Building Description

The Crescent Brass & Pin Company Building is a flat-roofed, two- and three-story industrial structure that is generally rectangular in form. Its general ground dimensions are 170 feet in length along Trumbull Avenue by 124 feet eight inches in width. The building surrounds an open central courtyard. An extension at the building's southeast end is fifty-seven feet in width and thirty-one in length along Trumbull, making the overall length on the southwest facade facing Trumbull Avenue 201 feet. Crescent Brass & Pin's building was constructed in five sections from 1905 to 1956, with the L-shaped section on the far north end built first and the southeastern extension built last. The different parts of the structure exemplify heavy wood timber post and beam and reinforced concrete construction. The property also contains a tinning shed and a Quonset hut storage shed, constructed in 1949.

The Crescent Brass & Pin Building property is generally bounded by the Conrail and Canadian National Railway tracks to the northwest, Lincoln Avenue to the northeast, Elijah McCoy Drive to the southeast and Trumbull Avenue to the southwest. The building is located .6 miles from Wayne State University's main campus, one mile from the heart of the Cultural Center and 2.2 miles from downtown Detroit. The location is just west of an industrial area known as Milwaukee Junction that contains early automobile plants and other factories, including the Ford Piquette Avenue Plant. Historically the area around the Crescent Brass & Pin Building has been a light industrial district with a number of manufacturing buildings surrounded by residential neighborhoods, such as the historic Woodbridge neighborhood that is located southwest of the building. Currently, the area is undergoing a transition with a number of commercial and residential projects underway.

The main Crescent Brass & Pin Company Building is a medium sized, industrial building constructed with unadorned facades, reflecting the building's utilitarian nature as a factory. The building's footprint forms a hollow rectangle with an open central, rectangular courtyard. The first floor contains 21,970 square feet of floor space and the second 19,234 square feet. There are two small basements beneath portions of the building.

The overall building is comprised of five structures built in stages from 1905 to 1956. The entire building, except the 1956 addition, is two stories in height, while the 1956 addition contains three stories. The building has maintained the distinct characteristics dating from each period of construction. Structurally it utilizes two systems, each typical of its period of construction. The original 1905 section displays heavy timber framing and masonry bearing walls, while the 1916-24 sections use reinforced concrete framing, with a concrete, "two-way" structural slab system (with reinforcing bars going in both directions). The building reflects typical design and construction methods of factory buildings built throughout the United States in the first half of the twentieth century.

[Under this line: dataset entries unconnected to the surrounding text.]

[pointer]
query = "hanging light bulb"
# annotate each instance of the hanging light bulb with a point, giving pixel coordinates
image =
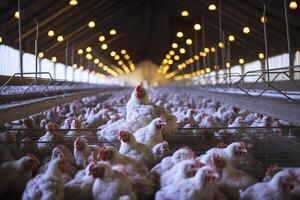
(80, 51)
(293, 5)
(60, 38)
(41, 55)
(246, 30)
(212, 7)
(101, 38)
(261, 56)
(17, 15)
(241, 61)
(184, 13)
(231, 38)
(91, 24)
(179, 34)
(197, 27)
(73, 2)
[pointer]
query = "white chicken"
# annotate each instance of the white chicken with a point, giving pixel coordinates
(278, 188)
(232, 152)
(135, 150)
(182, 170)
(151, 135)
(160, 151)
(111, 184)
(50, 139)
(231, 180)
(49, 185)
(81, 187)
(141, 179)
(198, 187)
(83, 151)
(167, 163)
(14, 176)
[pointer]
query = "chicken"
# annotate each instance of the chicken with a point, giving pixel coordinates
(182, 170)
(14, 176)
(76, 125)
(49, 185)
(151, 135)
(82, 152)
(135, 150)
(50, 139)
(111, 184)
(5, 154)
(278, 188)
(198, 187)
(139, 176)
(160, 151)
(231, 180)
(167, 163)
(232, 152)
(81, 187)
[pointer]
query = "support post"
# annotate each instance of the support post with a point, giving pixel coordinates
(20, 40)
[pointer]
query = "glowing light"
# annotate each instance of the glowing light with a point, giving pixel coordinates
(261, 56)
(91, 24)
(126, 56)
(104, 46)
(112, 32)
(17, 15)
(113, 53)
(189, 42)
(41, 55)
(221, 45)
(54, 59)
(101, 38)
(184, 13)
(123, 51)
(51, 33)
(96, 61)
(197, 27)
(263, 19)
(60, 38)
(231, 38)
(228, 65)
(241, 61)
(293, 5)
(80, 51)
(179, 34)
(174, 45)
(212, 7)
(89, 56)
(117, 57)
(246, 30)
(182, 50)
(88, 49)
(73, 2)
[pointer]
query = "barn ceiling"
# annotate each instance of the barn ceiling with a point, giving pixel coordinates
(146, 29)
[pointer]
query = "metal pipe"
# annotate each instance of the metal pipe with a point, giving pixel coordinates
(288, 39)
(20, 40)
(66, 57)
(266, 44)
(36, 48)
(203, 39)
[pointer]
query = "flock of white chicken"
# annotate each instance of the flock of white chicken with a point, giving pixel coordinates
(129, 156)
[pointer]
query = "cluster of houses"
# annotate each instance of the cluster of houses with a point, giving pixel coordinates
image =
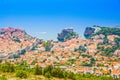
(63, 54)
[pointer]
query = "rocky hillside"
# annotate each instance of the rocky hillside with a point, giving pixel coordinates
(15, 41)
(67, 34)
(97, 30)
(14, 34)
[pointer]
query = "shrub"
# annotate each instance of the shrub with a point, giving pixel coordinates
(47, 75)
(7, 67)
(3, 77)
(38, 70)
(21, 74)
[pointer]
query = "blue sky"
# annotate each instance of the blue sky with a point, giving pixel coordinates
(46, 18)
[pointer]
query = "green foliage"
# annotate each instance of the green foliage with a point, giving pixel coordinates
(3, 77)
(47, 75)
(38, 70)
(80, 49)
(23, 51)
(117, 41)
(7, 67)
(47, 45)
(50, 71)
(105, 41)
(17, 40)
(109, 31)
(21, 74)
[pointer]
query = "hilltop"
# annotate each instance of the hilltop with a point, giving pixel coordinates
(98, 55)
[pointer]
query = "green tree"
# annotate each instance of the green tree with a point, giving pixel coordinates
(38, 70)
(21, 74)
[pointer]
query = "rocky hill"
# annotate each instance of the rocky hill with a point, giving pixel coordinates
(15, 41)
(14, 34)
(67, 34)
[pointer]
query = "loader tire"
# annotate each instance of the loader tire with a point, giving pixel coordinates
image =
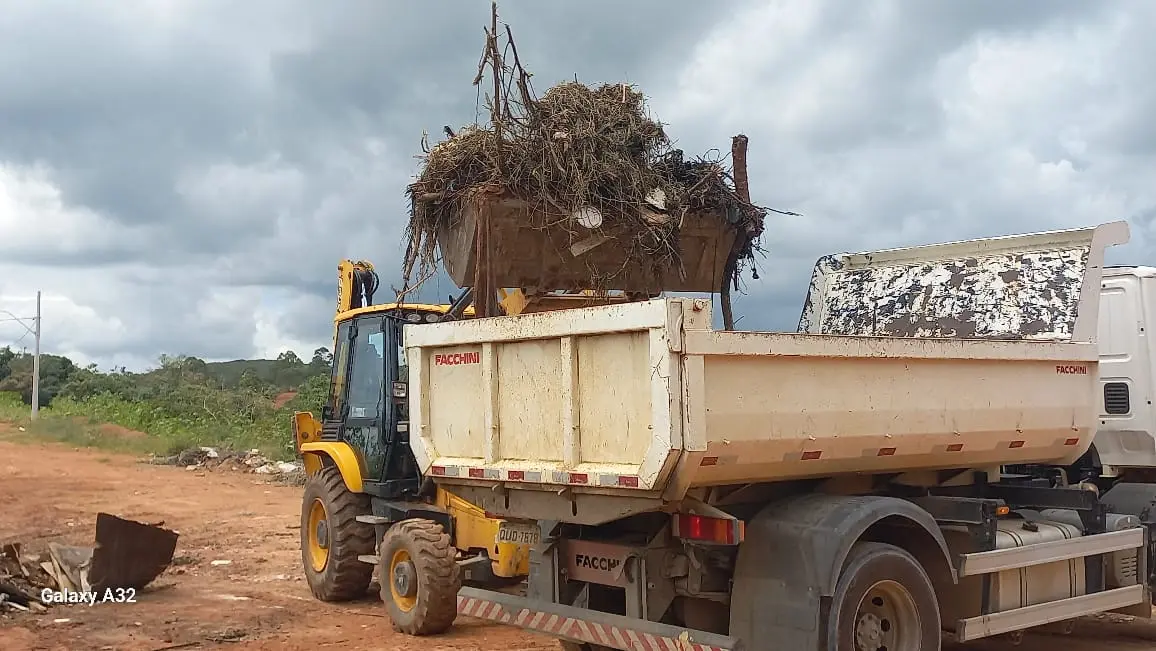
(420, 577)
(332, 538)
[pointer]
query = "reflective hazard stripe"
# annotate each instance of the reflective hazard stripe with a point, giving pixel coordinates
(577, 628)
(538, 476)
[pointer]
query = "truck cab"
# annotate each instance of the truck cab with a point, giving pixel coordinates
(1126, 438)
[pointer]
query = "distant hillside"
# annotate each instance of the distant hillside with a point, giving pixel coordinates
(286, 372)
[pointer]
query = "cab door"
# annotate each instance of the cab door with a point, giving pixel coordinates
(363, 409)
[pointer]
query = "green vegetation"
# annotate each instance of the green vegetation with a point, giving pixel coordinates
(183, 402)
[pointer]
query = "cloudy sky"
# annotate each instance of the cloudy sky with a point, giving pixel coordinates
(183, 176)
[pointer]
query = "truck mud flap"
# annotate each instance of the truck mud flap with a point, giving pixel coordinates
(580, 624)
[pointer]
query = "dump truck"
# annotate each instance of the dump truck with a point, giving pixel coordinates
(840, 487)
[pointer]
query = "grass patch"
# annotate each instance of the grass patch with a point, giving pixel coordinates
(109, 422)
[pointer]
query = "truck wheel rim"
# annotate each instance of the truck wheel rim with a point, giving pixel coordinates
(404, 581)
(887, 619)
(318, 537)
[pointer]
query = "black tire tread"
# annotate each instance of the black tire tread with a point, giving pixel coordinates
(345, 576)
(861, 553)
(438, 577)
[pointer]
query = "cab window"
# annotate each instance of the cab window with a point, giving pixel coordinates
(367, 376)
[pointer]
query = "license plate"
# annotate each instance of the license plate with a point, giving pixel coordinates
(519, 533)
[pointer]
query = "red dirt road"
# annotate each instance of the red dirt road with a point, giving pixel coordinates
(257, 601)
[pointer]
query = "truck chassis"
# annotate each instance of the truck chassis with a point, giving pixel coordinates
(616, 586)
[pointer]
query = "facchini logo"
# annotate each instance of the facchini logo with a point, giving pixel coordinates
(457, 359)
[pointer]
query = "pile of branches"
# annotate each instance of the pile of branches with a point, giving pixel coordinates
(572, 147)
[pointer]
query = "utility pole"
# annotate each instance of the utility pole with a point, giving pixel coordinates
(36, 360)
(35, 331)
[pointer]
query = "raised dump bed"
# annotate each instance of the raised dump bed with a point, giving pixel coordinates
(646, 400)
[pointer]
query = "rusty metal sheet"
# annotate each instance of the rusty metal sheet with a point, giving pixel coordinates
(128, 554)
(1028, 287)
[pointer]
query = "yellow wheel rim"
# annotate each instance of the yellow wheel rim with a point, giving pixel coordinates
(402, 581)
(318, 537)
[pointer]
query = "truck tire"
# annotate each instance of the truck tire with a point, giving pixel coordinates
(332, 538)
(883, 601)
(420, 577)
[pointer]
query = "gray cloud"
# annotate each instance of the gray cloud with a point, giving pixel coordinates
(184, 176)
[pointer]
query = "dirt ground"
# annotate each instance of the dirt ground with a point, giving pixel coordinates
(258, 600)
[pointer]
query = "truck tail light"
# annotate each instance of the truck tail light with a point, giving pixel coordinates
(705, 529)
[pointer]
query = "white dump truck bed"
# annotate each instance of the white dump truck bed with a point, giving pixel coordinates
(646, 397)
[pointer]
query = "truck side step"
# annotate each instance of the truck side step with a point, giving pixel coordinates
(579, 624)
(984, 626)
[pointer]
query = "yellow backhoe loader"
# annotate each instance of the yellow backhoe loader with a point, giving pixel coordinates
(365, 503)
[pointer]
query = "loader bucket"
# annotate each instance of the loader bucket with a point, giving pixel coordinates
(128, 554)
(530, 249)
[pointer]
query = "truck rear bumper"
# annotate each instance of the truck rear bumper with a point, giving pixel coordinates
(582, 624)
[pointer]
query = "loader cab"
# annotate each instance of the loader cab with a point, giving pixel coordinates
(367, 407)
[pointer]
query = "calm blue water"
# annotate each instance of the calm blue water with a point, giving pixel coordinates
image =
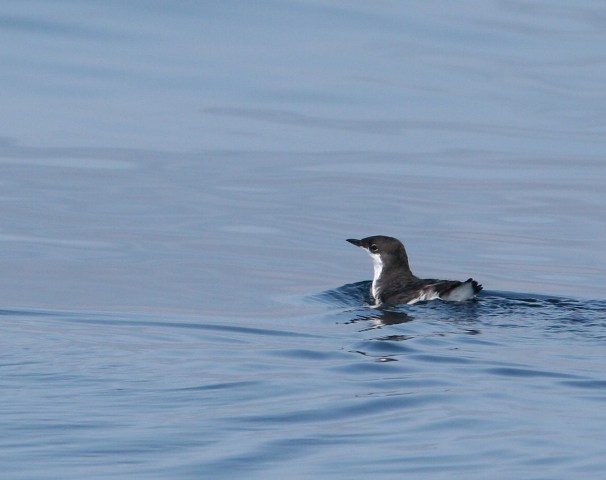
(177, 181)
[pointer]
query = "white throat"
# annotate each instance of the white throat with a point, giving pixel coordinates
(378, 267)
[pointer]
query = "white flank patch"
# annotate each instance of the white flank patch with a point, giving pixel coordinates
(424, 294)
(378, 266)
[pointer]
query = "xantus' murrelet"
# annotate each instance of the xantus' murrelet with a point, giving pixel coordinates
(393, 282)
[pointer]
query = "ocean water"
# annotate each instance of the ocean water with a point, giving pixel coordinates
(177, 299)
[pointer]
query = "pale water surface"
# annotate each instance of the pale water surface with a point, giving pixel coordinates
(177, 181)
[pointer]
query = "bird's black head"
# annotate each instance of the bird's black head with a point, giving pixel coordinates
(389, 249)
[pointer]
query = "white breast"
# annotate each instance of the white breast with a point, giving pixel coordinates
(378, 268)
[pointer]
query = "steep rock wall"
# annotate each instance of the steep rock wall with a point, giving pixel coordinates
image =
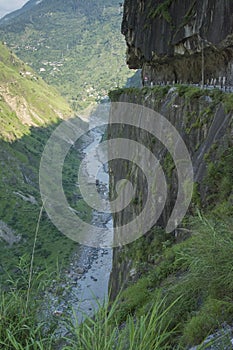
(166, 39)
(205, 124)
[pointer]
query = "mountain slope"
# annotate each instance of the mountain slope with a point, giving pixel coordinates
(29, 112)
(75, 45)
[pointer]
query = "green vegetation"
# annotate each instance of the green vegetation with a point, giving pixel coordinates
(29, 112)
(184, 296)
(162, 11)
(199, 272)
(75, 46)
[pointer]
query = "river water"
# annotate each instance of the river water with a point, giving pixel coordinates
(85, 281)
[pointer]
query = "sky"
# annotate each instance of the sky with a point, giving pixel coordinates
(7, 6)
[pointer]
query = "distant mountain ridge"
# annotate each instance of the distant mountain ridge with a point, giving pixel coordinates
(75, 45)
(29, 111)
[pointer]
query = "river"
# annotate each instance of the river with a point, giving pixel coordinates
(85, 281)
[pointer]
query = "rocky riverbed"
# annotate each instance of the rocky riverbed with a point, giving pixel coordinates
(84, 283)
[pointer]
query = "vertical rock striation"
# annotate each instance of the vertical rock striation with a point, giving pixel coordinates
(166, 39)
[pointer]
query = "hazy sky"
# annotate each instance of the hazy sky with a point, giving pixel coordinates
(10, 5)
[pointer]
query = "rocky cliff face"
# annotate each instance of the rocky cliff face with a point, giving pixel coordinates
(204, 121)
(172, 39)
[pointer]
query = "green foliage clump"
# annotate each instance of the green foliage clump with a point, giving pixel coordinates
(162, 11)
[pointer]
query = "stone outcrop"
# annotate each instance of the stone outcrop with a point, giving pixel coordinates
(171, 40)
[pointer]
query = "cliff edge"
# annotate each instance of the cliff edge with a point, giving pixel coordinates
(173, 40)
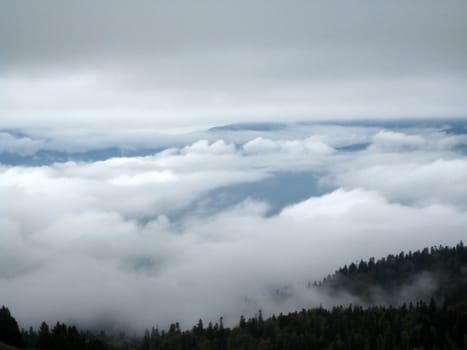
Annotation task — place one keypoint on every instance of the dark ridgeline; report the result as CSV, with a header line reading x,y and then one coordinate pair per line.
x,y
439,321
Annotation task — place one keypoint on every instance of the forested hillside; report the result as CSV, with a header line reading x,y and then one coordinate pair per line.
x,y
438,272
438,321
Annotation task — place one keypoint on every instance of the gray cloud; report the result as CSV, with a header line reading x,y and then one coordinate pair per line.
x,y
179,64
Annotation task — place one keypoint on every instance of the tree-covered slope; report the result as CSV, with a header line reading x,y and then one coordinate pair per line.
x,y
439,272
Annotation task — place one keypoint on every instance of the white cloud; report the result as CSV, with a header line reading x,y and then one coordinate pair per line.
x,y
97,241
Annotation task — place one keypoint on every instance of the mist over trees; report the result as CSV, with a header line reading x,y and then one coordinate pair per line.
x,y
436,321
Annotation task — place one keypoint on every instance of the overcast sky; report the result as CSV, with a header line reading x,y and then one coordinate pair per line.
x,y
212,222
184,64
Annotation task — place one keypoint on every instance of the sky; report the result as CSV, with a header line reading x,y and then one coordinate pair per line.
x,y
169,161
183,64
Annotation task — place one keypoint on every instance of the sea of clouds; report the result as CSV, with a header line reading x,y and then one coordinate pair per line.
x,y
184,232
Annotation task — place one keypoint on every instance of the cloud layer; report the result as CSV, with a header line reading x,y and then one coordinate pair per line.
x,y
139,241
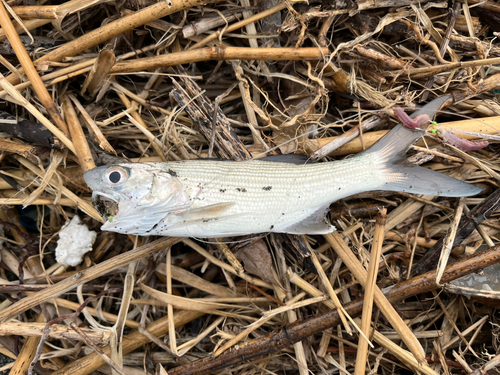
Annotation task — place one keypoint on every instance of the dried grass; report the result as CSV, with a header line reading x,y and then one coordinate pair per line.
x,y
321,79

The original L-shaped building built in 1905 uses a triple-wythe brick masonry bearing wall for the exterior walls and a heavy timber post and beam structural system for the first floor and roof framing. The columns are single wooden members 10" X 10" in section. They support 10" X 14" beams, also made from single timbers, spanning the space that in turn support the second-floor joists. The second floor, visible from below, is built using a heavy wood subfloor topped by hardwood finish flooring, all placed directly span between the wood beams. The floor to floor height is approximately fourteen feet high. The exterior wall has double-hung wood windows.

Beginning in 1916, the building had three substantial additions made to the original 1905 structure. These occurred in 1916, 1916/1917 and 1924 and gave the building a "hollowed square" configuration of buildings surrounding a rectangular interior courtyard. The central courtyard made possible windows on both sides of all parts of the building, providing good lighting throughout.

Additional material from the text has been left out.